【ホープフルS】クロワデュノール95点 まるでイクイノックス!?柔らかく強い筋肉と強じんな首差し

2024年12月24日 05:30

<ホープフルS 馬体診断>好馬体のクロワデュノール

 大トリを務めるのはスーパーホースの異母兄弟!?鈴木康弘元調教師(80)がG1有力候補の馬体を診断する「達眼」。今年最後の大一番「第41回ホープフルS」(28日、中山)ではクロワデュノールをトップ指名した。達眼が捉えたのは昨年の年度代表馬イクイノックスを想起させる体つき。そして、馬名の「北十字星」のように冬空に輝く青鹿毛の被毛だ。

 血は水よりも濃いといいますが、それにしてもよく似ている。見栄えのいい青鹿毛の被毛、よく抜けた首差し、柔らかくて強い筋肉、余裕のある骨格のつくり…。フランス語で「北十字星」(クロワデュノール)と命名された2歳牡馬を眺めているうちに数年前のG1馬体診断で絶賛してきた名馬の姿を思い出しました。書棚からイクイノックスの写真を収めたファイルを取り出してみると…。

 水よりも濃い血の威力を改めて感じさせられました。牝系の血脈でファミリーラインを構成する馬の世界では、父が同じでも母が異なれば兄弟ではありません。とはいえ、キタサンブラック産駒のこの2頭は異母兄弟と呼びたくなるほど共通点が多い。最も顕著なのはシンが1本入ったような力強い首差しです。イクイノックスは3歳春を迎えてもキ甲が抜けていなかったが、首差しはよく抜けていました。クロワデュノールも同じです。キ甲が成長途上なのに素晴らしい首抜けをしている。

 首差しは競走能力を左右する重要な部位です。首を上下させてリズムをつくることで激しく体を伸縮させる全身運動が可能になる。イクイノックスに比べて少し細めの首差しですが、その強じんさは共通しています。

 張りに満ちた全身にも数年前のあのスーパーホースと同じ種類の柔らかくて強い筋肉を備えています。特に尻から臀部(でんぶ)にかけての丸みを帯びた筋肉は凄い。トモとつながる飛節は角度も良くて力強い。トモのパワーを余すことなく推進力に換えられる飛節です。余裕のある骨格のつくりも似ている。各部位のつながりに遊びがある中長距離仕様の骨格。1800メートルより今回の2000メートルの方が合います。ダービーの2400メートルにも対応できるでしょう。
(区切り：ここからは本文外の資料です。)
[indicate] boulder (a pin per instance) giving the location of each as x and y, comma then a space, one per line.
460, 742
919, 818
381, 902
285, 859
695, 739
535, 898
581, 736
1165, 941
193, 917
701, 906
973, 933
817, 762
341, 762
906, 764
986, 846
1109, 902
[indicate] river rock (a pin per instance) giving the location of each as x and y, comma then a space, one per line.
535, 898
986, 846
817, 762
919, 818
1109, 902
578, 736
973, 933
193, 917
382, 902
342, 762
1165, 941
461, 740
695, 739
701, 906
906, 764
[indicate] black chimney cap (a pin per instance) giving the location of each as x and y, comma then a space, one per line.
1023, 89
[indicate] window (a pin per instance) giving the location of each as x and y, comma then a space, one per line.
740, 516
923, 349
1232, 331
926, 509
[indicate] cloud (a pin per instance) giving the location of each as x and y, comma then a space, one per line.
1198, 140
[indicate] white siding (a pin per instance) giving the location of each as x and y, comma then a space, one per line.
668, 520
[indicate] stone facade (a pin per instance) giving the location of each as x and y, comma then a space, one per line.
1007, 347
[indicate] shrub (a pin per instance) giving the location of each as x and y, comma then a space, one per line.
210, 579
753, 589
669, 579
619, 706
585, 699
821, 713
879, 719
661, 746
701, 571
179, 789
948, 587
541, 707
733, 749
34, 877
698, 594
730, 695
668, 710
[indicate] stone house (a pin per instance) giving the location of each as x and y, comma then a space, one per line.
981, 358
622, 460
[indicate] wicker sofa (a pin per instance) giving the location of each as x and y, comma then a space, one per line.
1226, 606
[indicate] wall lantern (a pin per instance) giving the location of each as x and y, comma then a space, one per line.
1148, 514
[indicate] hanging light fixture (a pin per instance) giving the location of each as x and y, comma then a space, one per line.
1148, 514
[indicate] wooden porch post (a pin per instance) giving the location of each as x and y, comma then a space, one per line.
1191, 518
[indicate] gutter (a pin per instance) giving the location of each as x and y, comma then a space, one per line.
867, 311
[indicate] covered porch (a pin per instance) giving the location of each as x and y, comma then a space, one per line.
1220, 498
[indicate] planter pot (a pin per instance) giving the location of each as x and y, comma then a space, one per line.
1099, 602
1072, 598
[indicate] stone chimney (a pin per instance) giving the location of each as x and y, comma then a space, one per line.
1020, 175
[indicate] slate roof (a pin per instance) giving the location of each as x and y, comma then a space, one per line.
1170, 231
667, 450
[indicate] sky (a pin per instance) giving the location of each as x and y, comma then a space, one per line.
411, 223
 2歳馬とあってカメラマンに向けた顔つきは子供っぽい。尾に少し力を入れた立ち姿にも幼さが残っています。それでも、迫力を感じさせるのは強じんな首差しとトモを備えているからでしょう。

 イクイノックスを思い起こさせる見栄えのいい青鹿毛が輝いています。年の瀬を迎えると、西空の地平線に光彩を放つ北十字星のように…。(NHK解説者)
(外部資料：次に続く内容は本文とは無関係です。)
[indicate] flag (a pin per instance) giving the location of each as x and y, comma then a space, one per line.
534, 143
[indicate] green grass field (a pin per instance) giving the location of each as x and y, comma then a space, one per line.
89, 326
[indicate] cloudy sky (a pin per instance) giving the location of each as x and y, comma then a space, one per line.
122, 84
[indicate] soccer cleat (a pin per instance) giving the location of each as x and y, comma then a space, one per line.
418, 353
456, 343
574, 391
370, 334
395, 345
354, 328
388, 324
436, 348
 ◇鈴木 康弘(すずき・やすひろ)1944年(昭19)4月19日生まれ、東京都出身の80歳。早大卒。69年、父・鈴木勝太郎厩舎で調教助手。70~72年、英国に厩舎留学。76年に調教師免許取得、東京競馬場で開業。94~04年に日本調教師会会長。JRA通算795勝。重賞27勝。19年春、厩舎関係者5人目となる旭日章を受章。